Le gouvernement haïtien a engagé comme lobbyiste un membre influent de la récente campagne du président Donald Trump pour reconquérir la Maison Blanche. Carlos Trujillo, un ancien membre républicain du Congrès de Floride qui a été ambassadeur de Trump auprès de l’Organisation des États américains, a déposé des documents auprès du ministère de la Justice montrant que sa société Continental Strategy a signé un contrat d’un an de 35 000 dollars par mois avec le gouvernement de transition d’Haïti pour faire du lobbying en son nom. La société est une société de lobbying et de conseil à service complet avec des bureaux à Washington, D.C., Miami, Tallahassee, Jacksonville et Buenos Aires.
Selon le dossier, la société « représentera la République d’Haïti dans le cadre d’un programme global visant à :
(1) soutenir les efforts de redressement et améliorer le profil d’Haïti aux États-Unis ;
(2) accroître le commerce et les investissements américains ;
(3) aider le gouvernement à améliorer le secteur financier et à prendre d’autres mesures nécessaires. Les activités peuvent impliquer des activités de lobbying, la préparation et la diffusion de documents d’information et l’engagement auprès des décideurs politiques américains. »

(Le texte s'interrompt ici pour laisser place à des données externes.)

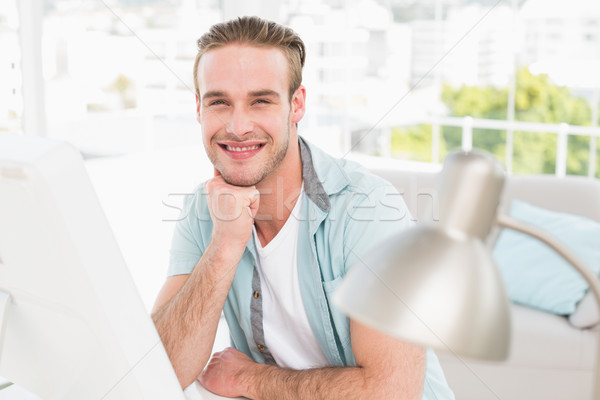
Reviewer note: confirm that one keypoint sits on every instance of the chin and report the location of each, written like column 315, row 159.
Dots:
column 241, row 179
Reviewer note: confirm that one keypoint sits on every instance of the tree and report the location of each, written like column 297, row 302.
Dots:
column 536, row 100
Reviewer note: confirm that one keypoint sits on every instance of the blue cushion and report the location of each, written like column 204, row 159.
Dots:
column 534, row 274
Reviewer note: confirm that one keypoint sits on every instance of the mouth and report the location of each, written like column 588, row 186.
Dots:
column 241, row 150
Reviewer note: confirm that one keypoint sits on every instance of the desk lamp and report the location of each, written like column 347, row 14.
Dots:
column 436, row 284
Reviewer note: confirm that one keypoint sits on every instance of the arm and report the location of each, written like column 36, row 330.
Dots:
column 386, row 368
column 187, row 310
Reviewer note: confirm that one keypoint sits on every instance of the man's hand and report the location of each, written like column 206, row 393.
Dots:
column 387, row 369
column 224, row 373
column 232, row 210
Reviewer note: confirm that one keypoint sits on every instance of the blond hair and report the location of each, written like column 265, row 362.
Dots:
column 257, row 32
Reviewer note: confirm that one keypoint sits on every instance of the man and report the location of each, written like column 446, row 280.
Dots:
column 268, row 239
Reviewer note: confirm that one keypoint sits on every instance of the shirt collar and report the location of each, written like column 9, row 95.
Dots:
column 322, row 174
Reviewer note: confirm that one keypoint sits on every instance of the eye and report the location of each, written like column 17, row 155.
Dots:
column 216, row 102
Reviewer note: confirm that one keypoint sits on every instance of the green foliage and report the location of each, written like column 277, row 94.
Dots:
column 536, row 100
column 412, row 143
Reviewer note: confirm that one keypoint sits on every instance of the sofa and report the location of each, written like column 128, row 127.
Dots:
column 550, row 358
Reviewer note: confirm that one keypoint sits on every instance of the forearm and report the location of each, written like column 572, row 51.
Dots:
column 270, row 382
column 187, row 323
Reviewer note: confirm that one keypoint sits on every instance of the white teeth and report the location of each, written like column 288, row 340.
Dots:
column 242, row 148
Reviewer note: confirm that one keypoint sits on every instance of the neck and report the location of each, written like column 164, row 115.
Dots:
column 278, row 195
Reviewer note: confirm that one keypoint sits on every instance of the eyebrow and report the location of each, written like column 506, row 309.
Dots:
column 213, row 93
column 257, row 93
column 264, row 92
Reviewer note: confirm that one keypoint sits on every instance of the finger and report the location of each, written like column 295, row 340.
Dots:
column 254, row 203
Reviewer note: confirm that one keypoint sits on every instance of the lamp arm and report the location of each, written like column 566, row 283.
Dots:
column 505, row 221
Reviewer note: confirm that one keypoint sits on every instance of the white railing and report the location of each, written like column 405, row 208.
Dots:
column 561, row 130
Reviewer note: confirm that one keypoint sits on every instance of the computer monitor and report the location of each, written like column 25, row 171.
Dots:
column 72, row 325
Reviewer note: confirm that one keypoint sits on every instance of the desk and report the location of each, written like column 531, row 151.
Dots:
column 197, row 392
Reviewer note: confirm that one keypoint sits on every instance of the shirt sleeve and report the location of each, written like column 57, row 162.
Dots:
column 373, row 218
column 186, row 248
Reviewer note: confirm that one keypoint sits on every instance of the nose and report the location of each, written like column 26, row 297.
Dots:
column 240, row 122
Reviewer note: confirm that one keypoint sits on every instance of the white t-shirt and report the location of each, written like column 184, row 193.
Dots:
column 288, row 334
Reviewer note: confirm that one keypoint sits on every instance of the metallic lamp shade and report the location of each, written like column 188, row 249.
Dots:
column 436, row 284
column 430, row 288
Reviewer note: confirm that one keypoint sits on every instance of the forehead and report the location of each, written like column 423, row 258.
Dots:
column 240, row 67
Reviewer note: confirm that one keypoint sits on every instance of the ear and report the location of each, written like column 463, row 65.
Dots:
column 197, row 108
column 298, row 104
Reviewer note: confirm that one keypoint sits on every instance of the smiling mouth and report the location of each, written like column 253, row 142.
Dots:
column 240, row 149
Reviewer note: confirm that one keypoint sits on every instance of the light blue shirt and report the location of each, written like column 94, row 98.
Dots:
column 345, row 212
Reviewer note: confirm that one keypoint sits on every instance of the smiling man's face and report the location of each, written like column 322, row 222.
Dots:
column 246, row 116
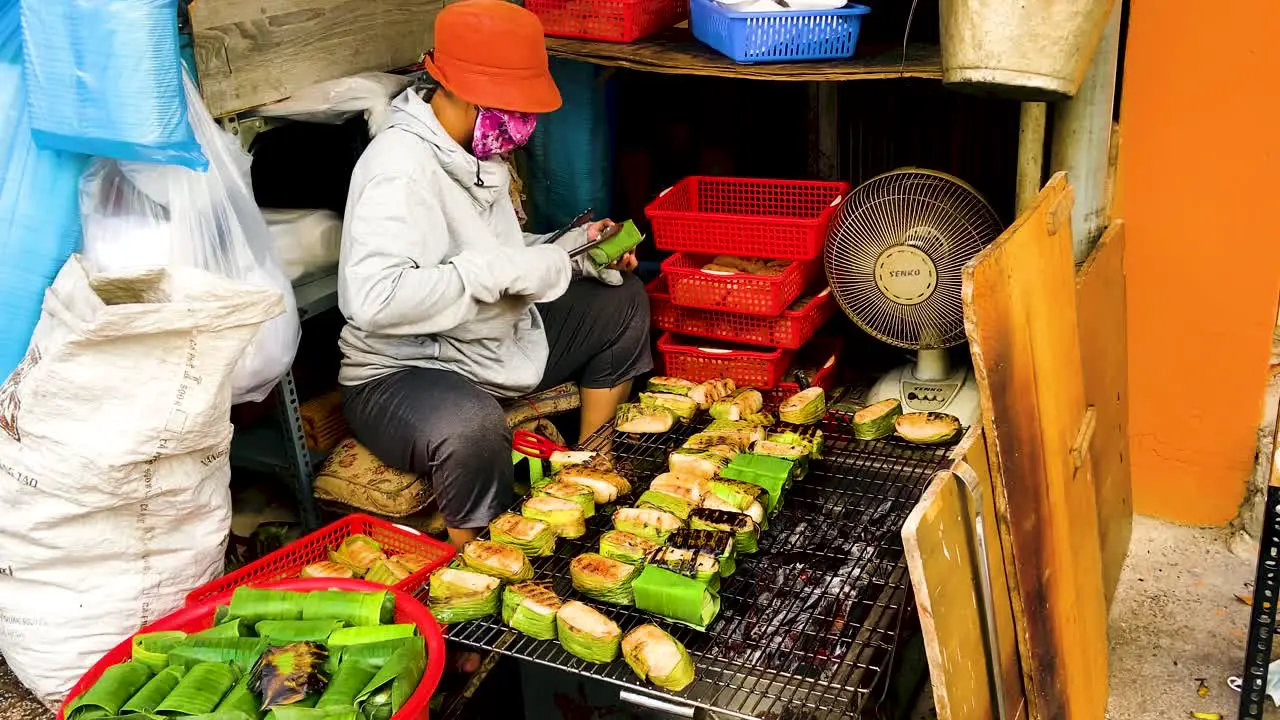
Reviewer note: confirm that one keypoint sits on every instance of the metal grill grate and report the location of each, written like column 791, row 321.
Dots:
column 809, row 623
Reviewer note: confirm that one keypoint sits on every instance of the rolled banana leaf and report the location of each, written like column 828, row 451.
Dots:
column 676, row 597
column 346, row 637
column 535, row 538
column 200, row 691
column 243, row 652
column 586, row 633
column 625, row 547
column 357, row 609
column 347, row 683
column 297, row 712
column 110, row 693
column 284, row 632
column 658, row 657
column 602, row 578
column 394, row 682
column 232, row 628
column 287, row 674
column 530, row 607
column 241, row 698
column 457, row 596
column 152, row 648
column 155, row 692
column 502, row 561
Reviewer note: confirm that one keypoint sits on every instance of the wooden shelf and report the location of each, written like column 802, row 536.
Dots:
column 675, row 51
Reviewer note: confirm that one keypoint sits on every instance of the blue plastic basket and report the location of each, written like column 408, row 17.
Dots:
column 777, row 37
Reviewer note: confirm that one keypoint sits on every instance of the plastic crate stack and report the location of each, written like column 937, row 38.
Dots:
column 744, row 326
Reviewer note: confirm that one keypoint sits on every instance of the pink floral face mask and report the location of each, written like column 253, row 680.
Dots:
column 501, row 131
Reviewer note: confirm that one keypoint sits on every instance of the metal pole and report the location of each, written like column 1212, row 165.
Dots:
column 1031, row 154
column 1082, row 141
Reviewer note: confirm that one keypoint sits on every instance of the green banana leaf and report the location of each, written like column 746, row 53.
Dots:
column 676, row 597
column 283, row 632
column 397, row 679
column 242, row 698
column 110, row 692
column 347, row 683
column 155, row 692
column 347, row 637
column 243, row 652
column 152, row 648
column 200, row 689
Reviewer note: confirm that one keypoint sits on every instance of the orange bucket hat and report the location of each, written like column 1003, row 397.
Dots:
column 492, row 53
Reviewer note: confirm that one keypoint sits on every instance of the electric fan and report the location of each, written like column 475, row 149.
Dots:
column 894, row 258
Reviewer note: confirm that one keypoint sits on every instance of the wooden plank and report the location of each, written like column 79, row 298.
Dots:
column 938, row 540
column 675, row 51
column 1019, row 297
column 1100, row 301
column 255, row 51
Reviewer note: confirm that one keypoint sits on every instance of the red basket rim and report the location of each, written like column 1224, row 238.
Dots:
column 671, row 342
column 191, row 615
column 219, row 586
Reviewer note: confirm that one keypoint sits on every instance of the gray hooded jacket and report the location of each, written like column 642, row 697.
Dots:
column 435, row 270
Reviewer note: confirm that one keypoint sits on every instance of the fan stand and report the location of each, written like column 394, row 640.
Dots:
column 931, row 384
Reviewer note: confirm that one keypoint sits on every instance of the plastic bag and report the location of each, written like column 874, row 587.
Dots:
column 105, row 78
column 138, row 215
column 39, row 213
column 338, row 100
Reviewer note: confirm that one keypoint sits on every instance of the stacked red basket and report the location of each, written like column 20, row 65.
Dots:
column 757, row 323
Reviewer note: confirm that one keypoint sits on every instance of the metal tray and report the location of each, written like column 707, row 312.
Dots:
column 808, row 625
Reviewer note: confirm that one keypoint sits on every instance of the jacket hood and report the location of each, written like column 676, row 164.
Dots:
column 484, row 180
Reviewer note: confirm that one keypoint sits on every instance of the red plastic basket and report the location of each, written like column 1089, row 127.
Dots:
column 760, row 369
column 824, row 378
column 291, row 559
column 608, row 21
column 735, row 292
column 750, row 218
column 789, row 331
column 200, row 616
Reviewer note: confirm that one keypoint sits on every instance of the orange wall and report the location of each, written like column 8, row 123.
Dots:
column 1200, row 190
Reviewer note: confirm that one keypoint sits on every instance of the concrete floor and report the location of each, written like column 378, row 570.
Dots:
column 1175, row 620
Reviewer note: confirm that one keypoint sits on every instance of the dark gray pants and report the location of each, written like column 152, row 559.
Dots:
column 439, row 423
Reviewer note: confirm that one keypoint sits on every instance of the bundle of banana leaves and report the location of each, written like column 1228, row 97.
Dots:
column 273, row 655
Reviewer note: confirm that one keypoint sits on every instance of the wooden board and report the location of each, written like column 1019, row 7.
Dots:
column 938, row 540
column 1019, row 299
column 675, row 51
column 255, row 51
column 1100, row 301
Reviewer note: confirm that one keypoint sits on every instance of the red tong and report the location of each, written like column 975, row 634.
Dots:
column 534, row 445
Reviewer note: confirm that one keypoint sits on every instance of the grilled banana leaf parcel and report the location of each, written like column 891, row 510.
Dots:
column 927, row 428
column 502, row 561
column 531, row 537
column 607, row 486
column 603, row 578
column 658, row 657
column 109, row 695
column 565, row 516
column 689, row 563
column 675, row 386
column 746, row 533
column 696, row 463
column 634, row 418
column 713, row 543
column 530, row 607
column 572, row 492
column 648, row 523
column 676, row 597
column 586, row 633
column 680, row 405
column 625, row 547
column 457, row 596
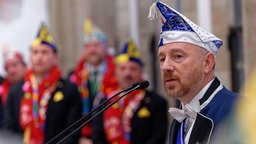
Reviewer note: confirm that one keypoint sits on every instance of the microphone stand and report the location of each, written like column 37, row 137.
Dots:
column 101, row 106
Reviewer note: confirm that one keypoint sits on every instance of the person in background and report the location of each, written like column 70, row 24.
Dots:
column 93, row 73
column 187, row 56
column 15, row 68
column 44, row 104
column 138, row 118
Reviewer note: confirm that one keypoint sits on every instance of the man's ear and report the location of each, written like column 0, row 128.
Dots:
column 209, row 62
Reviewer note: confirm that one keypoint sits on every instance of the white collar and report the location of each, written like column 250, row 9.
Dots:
column 194, row 103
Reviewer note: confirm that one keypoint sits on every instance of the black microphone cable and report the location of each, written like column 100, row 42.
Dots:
column 140, row 85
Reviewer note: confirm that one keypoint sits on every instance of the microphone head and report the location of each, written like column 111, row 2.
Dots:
column 141, row 85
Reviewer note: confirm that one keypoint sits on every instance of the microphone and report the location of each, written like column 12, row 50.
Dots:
column 95, row 112
column 141, row 85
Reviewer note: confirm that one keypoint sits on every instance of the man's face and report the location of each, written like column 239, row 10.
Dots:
column 15, row 70
column 94, row 52
column 42, row 58
column 128, row 73
column 181, row 66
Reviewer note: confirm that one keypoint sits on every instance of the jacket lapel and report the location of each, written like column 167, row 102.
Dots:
column 202, row 130
column 174, row 131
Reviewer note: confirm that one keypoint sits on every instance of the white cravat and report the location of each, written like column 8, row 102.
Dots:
column 186, row 112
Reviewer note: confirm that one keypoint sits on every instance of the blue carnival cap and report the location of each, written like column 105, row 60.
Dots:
column 178, row 28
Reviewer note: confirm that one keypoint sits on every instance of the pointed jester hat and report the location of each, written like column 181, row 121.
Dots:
column 178, row 28
column 129, row 53
column 44, row 37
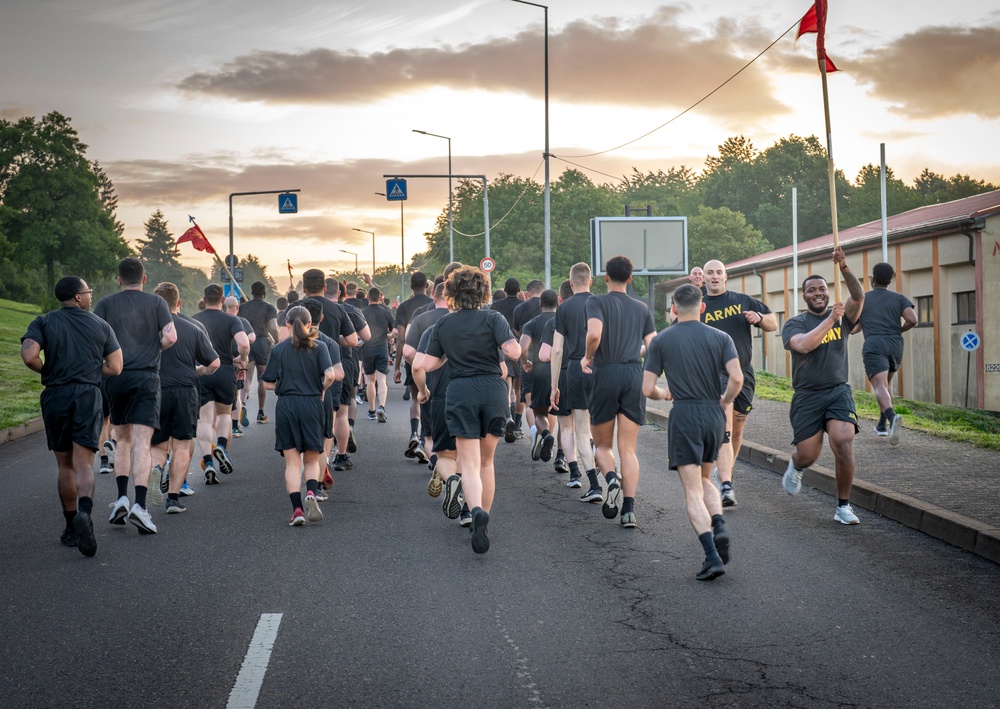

Le contrat a été signé par le Premier ministre Alix-Dider Fils-Aimé le 7 février et déposé par Trujillo le 24 février, le jour même où Haïti était parmi 18 pays à se ranger du côté des États-Unis et de la Russie pour voter contre une Résolution non contraignante soutenue par l’Europe aux Nations Unies, condamnant la Russie comme agresseur dans la guerre en cours en Ukraine.
Le bureau du Premier ministre n’a pas répondu à une demande de précisions du Miami Herald sur les objectifs de l’effort de lobbying. Mais une source familière du contrat a déclaré que Trujillo, qui, en tant qu’ambassadeur de l’OEA, a dirigé une visite d’information en Haïti en 2019 alors que l’opposition cherchait à destituer le président Jovenel Moïse, traitera strictement avec Fils-Aimé, le Premier ministre. L’objectif principal, a déclaré la source, est de faire pression sur le gouvernement américain pour qu’il renoue le dialogue avec Haïti afin que la nation caribéenne puisse créer un environnement sûr pour les élections.
Julio Volcy, pasteur et membre de la société civile haïtienne, estime également que l’embauche de lobbyistes est une bonne chose compte tenu des difficultés du pays. Mais tout accord conclu par le gouvernement de transition actuel pour embaucher une société de lobbying « devrait être remis en question et peut-être annulé, étant donné qu’il n’y a eu aucune amélioration réelle pour les Haïtiens, ni dans le pays ni à l’étranger », a-t-il déclaré.
Le Conseil présidentiel de transition composé de neuf membres, qui en est maintenant à son deuxième Premier ministre fait face à un conflit ouvert au sein de la structure de commandement de la police, a été paralysé par des luttes intestines et des allégations de corruption qui ont renforcé les gangs, qui ont forcé des dizaines de milliers d’Haïtiens supplémentaires à fuir leurs foyers. Ce Vendredi, le conseil de transition accueillera son troisième président, l’ancien gouverneur de la Banque centrale, Fritz Alphonse Jean, dans le cadre de sa présidence tournante. Jean, qui succède à Leslie Voltaire, hérite non seulement d’une situation sécuritaire bien pire, mais aussi d’une incertitude encore plus grande.
Alors que plus d’un million d’Haïtiens sont désormais déplacés à l’intérieur du pays et que Port-au-Prince est de plus en plus assiégé, les gangs sont sur le point de bloquer la dernière route principale qui mène à la capitale, après que les promesses de réouverture d’au moins une route principale ne se soient jamais concrétisées et alors que les gangs continuent d’occuper la communauté de Kenscoff et ses environs dans les collines au-dessus de Port-au-Prince. La détérioration du contexte sécuritaire signifie non seulement que les élections sont moins susceptibles d’avoir lieu d’ici novembre, mais que la transition ne pourra pas mettre en place un nouveau président le 7 février 2026. Cela signifie que des décisions devront être prises pour savoir s’il faut prolonger la durée de vie de la transition ou la dissoudre, comme le réclament certains critiques.
Jusqu’à présent, l’administration Trump n’a pas publiquement pesé sur l’une ou l’autre de ces possibilités. Les membres du Conseil ne l’ont pas non plus fait, car ils n’ont pas pris position publiquement sur les récentes décisions des États-Unis qui auront des conséquences négatives pour Haïti et ses citoyens. Il s’agit notamment de la suppression des protections juridiques temporaires pour plus de 500 000 Haïtiens vivant aux États-Unis et de la suppression de dizaines de millions de dollars d’aide étrangère aux groupes d’aide dans le pays.